My Love―お兄ちゃんとどこまでも―
「亜矢子ーアヤコーさんが夜勤だって事、忘れてた。急いで帰ったら居ないし、マジで焦った……」



私の頬に手を当て、温めてくれようとしてるのがわかる。

お兄ちゃんの手を両手で掴むと、血行が回復して、血色も戻って来た。



「帰ろう」



「……うん。
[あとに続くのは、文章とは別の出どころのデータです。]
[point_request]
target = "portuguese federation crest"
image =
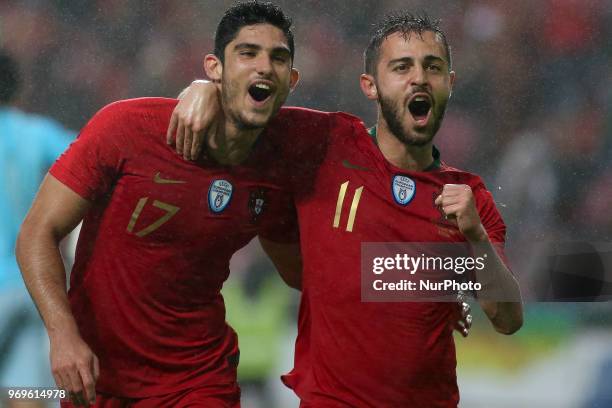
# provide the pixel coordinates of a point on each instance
(219, 195)
(257, 203)
(403, 189)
わざわざ来てくれて、ありがとう」



本当は帰りたくない。

でも、迷惑は掛けたくないと震える足を動かす。

自宅は市営の集合団地。

2LDKと狭く、私はお兄ちゃんと同じ部屋。

仕切りの代わりの二段ベッドが部屋の真ん中に鎮座し、それぞれ相手側のゾーンにカーテンがあるだけで、プライバシーなんてあるようでない。

父親はリビングには居たけど、私は目も合わさず部屋着に着替えてからお風呂場に向かった。

シャワーで入念に体を洗い、リビングに忘れてた鞄を手に部屋に戻ろうとすると、ファスナーが開いて居た。

テーブルには新しい焼酎。

鞄から財布を出して確かめれば、携帯代用に銀行で引き落として来た5千円と、お小遣いがなかった。

小銭までもが。



「どうした?沙亜矢」



「… …何でもないっ」



ここに忘れた私が悪い。

自業自得。

これで三度目で、学習してなかったせい。

明日、また銀行かコンビニに行けば良いんだ。